2017-01-31 13:43:00.854 314 INFO migrate.versioning.api [-] done
Now, see migrate_version table, you will notice that expand and data_migrate are in the latest version, but contract still in the previous version.
After all the nodes are updated to latest version (please ensure all nodes are using latest packages, if not will fail).
Contract Keystone database schema.
Look at keystone.log for errors.
(keystone-upgrade)# keystone-manage db_sync --contract
keystone.log
2017-01-31 13:57:52.164 322 INFO migrate.versioning.api [-] 4 -> 5...
2017-01-31 13:57:52.379 322 INFO migrate.versioning.api [-] done
2017-01-31 13:57:52.379 322 INFO migrate.versioning.api [-] 5 -> 6...
2017-01-31 13:57:52.969 322 INFO migrate.versioning.api [-] done
2017-01-31 13:57:52.969 322 INFO migrate.versioning.api [-] 6 -> 7...
2017-01-31 13:57:53.462 322 INFO migrate.versioning.api [-] done
2017-01-31 13:57:53.462 322 INFO migrate.versioning.api [-] 7 -> 8...
2017-01-31 13:57:53.793 322 INFO migrate.versioning.api [-] done
2017-01-31 13:57:53.793 322 INFO migrate.versioning.api [-] 8 -> 9...
2017-01-31 13:57:53.957 322 INFO migrate.versioning.api [-] done
2017-01-31 13:57:53.957 322 INFO migrate.versioning.api [-] 9 -> 10...
2017-01-31 13:57:54.111 322 INFO migrate.versioning.api [-] done
2017-01-31 13:57:54.112 322 INFO migrate.versioning.api [-] 10 -> 11...
2017-01-31 13:57:54.853 322 INFO migrate.versioning.api [-] done
2017-01-31 13:57:54.853 322 INFO migrate.versioning.api [-] 11 -> 12...
2017-01-31 13:57:56.727 322 INFO migrate.versioning.api [-] done
2017-01-31 13:57:56.728 322 INFO migrate.versioning.api [-] 12 -> 13...

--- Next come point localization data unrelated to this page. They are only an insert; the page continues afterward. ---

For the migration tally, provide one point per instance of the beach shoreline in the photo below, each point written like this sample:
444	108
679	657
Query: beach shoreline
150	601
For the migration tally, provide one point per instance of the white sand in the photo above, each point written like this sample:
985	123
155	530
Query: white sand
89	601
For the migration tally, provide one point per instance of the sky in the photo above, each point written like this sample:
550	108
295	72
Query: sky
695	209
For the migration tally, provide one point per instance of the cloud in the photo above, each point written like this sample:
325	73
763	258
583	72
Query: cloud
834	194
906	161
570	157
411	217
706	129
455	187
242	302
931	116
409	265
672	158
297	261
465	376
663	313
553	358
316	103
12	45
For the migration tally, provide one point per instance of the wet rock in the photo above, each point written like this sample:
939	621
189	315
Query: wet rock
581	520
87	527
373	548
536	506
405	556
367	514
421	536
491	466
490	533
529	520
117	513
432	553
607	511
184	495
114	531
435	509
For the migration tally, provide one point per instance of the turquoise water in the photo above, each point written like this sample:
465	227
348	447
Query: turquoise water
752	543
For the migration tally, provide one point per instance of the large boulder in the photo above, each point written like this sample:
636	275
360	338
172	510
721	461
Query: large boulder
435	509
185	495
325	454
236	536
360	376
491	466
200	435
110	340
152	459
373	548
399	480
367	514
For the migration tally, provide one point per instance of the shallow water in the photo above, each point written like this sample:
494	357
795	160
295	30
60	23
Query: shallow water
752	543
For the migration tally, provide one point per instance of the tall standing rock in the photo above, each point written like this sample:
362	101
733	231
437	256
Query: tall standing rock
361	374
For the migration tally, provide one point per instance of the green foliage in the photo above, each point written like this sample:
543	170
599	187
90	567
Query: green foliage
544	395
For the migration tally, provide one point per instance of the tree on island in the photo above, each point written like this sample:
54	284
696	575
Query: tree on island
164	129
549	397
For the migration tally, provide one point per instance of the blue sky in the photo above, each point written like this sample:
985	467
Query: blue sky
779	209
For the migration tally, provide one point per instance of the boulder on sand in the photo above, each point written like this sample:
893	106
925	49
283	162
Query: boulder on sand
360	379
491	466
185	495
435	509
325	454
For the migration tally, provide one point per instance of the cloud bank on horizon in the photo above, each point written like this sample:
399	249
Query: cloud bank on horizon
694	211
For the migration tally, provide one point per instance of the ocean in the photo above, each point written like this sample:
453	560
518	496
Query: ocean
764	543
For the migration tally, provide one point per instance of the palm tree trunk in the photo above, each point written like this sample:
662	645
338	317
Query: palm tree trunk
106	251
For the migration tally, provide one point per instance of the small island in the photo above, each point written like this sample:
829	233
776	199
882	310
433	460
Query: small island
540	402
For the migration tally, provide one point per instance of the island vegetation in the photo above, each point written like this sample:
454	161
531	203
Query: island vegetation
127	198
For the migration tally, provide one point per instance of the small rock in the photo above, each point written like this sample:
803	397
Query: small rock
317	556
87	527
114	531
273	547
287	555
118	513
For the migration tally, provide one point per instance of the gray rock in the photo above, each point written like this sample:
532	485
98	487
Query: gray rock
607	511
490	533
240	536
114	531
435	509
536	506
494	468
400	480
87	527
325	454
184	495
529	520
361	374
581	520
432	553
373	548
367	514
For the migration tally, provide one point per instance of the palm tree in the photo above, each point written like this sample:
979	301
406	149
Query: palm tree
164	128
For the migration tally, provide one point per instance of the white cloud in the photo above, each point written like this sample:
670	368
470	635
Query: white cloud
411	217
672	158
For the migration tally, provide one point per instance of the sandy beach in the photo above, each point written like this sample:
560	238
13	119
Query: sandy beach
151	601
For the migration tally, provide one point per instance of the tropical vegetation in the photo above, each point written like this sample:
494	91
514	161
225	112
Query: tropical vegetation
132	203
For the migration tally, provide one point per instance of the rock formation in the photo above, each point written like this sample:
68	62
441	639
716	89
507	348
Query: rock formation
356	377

2017-01-31 13:57:59.529 322 INFO migrate.versioning.api [-] done
Now if we look at migrate_version table, will see that contract version is latest and match with the other version (Ensure all are in the same version).
This means the database upgrade has been successfully implemented.
(mariadb)# mysql -uroot -pnkLMrBibfMTRqOGBAP3UAxdO4kOFfEaPptGM5UDL -h192.168.100.10 keystone -e "set global log_bin_trust_function_creators=0;"
After finish the upgrade, Rally tests should not have any error.
**If using HAproxy for load balance Keystone service, some errors may happen due a connection drop while stopping Keystone service and re-balance to other Keystone node. This can be avoided putting the node to update in Maintenance Mode in HAproxy backend.
Have to thank Keystone team in #openstack-keystone IRC channel for the help provided with a couple of issues.